The pacing also doesn’t flow when compared to the manga. For instance, this episode was largely setup for Saitama’s Tournament Arc. Yet it seems to focus more on the Monsters and Metal Bat. As a manga reader, I know why this is and the greater arc it is setting up for. Garo is meant to be the focus after all, it’s his story. There’s something to be said for the parallels between the Tournament and the Monsters, and Garo’s split ideals. His treatment of kids and his human side, vs his desire to become a monster. Two separate arcs bleeding into and supporting each other. But this 12 episode season has no hope of getting through it all, and I can’t help but feel it’s going to end at an awkward spot. I can’t imagine how this might end up feeling for anime-only watchers.
What I mean by that is this, and slight spoilers coming up for the length of the arc. The rest of this season is going to take place over the span of this single day in OPM. The Tournament, Elder Centipede, Garo. Everything in the next 8 episodes will be basically a single day of in-universe time. This isn’t an inherently bad thing, HunterxHunter did basically an entire 40 episode arc in the span of maybe an hour or two. But HunterxHunter also had much more going on story wise, setup for a hundred episodes prior to that, with overarching themes. OPM is a comedy action show about punching things and subversive humor, that bombed its first two episodes. This worked in the manga, because pacing is very different in that format. I just worry about the anime and how it will handle it.

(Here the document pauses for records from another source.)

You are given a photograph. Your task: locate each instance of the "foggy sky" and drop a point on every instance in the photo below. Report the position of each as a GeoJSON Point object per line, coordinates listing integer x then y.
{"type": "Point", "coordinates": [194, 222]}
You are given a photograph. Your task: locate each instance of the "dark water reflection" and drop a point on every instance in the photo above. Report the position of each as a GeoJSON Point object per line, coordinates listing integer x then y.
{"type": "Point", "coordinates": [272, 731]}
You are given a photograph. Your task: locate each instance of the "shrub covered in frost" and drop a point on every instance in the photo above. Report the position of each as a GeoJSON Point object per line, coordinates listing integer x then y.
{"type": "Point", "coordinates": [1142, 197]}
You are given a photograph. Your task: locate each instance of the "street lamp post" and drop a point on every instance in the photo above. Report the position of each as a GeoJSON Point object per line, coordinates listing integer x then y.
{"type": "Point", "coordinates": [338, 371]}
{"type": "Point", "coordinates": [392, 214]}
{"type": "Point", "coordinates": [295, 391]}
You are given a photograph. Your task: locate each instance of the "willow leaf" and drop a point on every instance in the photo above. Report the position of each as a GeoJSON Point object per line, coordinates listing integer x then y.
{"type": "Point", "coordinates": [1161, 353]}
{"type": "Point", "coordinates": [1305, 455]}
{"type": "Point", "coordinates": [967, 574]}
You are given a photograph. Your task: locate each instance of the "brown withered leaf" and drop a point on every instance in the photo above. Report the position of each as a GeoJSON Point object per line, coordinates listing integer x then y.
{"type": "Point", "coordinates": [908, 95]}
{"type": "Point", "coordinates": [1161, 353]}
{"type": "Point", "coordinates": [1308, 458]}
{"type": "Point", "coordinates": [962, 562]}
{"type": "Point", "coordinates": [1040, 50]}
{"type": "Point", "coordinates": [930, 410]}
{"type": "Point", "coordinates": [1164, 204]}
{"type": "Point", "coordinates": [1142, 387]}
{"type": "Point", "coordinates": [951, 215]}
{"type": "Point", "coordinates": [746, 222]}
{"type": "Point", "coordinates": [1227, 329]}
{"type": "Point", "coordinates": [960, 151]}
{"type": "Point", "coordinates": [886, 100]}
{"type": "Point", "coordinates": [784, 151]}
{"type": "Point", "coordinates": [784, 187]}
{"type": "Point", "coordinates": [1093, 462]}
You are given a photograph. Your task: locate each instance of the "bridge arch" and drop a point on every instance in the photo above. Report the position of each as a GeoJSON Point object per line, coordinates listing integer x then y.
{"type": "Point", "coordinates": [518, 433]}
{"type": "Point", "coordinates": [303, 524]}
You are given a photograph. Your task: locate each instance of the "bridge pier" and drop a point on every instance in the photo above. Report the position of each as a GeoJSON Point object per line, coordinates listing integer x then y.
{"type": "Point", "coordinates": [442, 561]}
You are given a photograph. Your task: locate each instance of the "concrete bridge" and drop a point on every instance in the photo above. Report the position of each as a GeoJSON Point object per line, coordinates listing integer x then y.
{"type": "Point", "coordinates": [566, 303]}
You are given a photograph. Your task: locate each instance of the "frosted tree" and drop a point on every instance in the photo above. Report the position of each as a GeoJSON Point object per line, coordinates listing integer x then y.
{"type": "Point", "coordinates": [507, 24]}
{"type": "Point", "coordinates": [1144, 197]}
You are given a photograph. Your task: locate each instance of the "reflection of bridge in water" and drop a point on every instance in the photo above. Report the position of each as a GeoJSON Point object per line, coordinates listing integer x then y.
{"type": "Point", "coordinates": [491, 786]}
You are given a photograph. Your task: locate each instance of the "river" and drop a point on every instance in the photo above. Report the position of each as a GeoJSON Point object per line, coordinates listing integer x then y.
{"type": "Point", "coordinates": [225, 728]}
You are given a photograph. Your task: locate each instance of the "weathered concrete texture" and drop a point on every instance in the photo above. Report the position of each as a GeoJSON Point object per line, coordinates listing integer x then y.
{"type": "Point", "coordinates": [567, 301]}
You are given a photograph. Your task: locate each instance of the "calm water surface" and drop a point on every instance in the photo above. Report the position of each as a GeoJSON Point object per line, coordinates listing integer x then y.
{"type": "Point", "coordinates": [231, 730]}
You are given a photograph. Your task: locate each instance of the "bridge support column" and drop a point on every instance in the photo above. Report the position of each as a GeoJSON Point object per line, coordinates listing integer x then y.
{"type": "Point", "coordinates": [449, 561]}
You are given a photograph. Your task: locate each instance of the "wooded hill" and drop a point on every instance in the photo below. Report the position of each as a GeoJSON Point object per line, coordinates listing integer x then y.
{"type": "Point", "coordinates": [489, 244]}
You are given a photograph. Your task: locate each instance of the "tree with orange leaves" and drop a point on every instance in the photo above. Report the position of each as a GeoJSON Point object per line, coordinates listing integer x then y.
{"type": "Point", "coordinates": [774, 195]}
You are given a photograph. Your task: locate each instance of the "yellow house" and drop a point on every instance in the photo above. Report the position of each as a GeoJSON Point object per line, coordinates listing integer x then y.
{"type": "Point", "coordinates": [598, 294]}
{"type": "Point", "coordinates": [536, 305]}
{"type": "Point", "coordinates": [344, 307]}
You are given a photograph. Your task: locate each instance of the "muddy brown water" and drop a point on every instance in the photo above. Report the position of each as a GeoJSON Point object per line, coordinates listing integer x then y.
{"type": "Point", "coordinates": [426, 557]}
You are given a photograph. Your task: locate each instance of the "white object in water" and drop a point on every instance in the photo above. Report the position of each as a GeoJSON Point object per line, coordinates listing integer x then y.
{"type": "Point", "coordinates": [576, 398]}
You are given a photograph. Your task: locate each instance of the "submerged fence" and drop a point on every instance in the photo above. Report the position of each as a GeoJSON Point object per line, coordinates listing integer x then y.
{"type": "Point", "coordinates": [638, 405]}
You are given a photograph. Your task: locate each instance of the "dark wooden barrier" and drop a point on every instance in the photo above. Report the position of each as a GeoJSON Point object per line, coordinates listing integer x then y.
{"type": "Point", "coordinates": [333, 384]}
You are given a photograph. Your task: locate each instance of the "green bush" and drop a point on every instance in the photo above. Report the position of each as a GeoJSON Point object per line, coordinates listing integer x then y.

So all in all, how was this episode of OPM? It was fine. While the animation is constantly improving, the narrative is taking some hits instead. Without Madhouse’s mind-blowing spectacle or Murata’s incredible details, the narrative has to stand on its own. And it falls short. OPM is still fun, and if JC Staff can keep up this new animation then it will be a fun Shounen. But with the expectations set by Mob Psycho, in terms of animation and narrative, OPM simply doesn’t measure up. A damn shame if you ask me. Least Kenichiro Aoki is saving the day.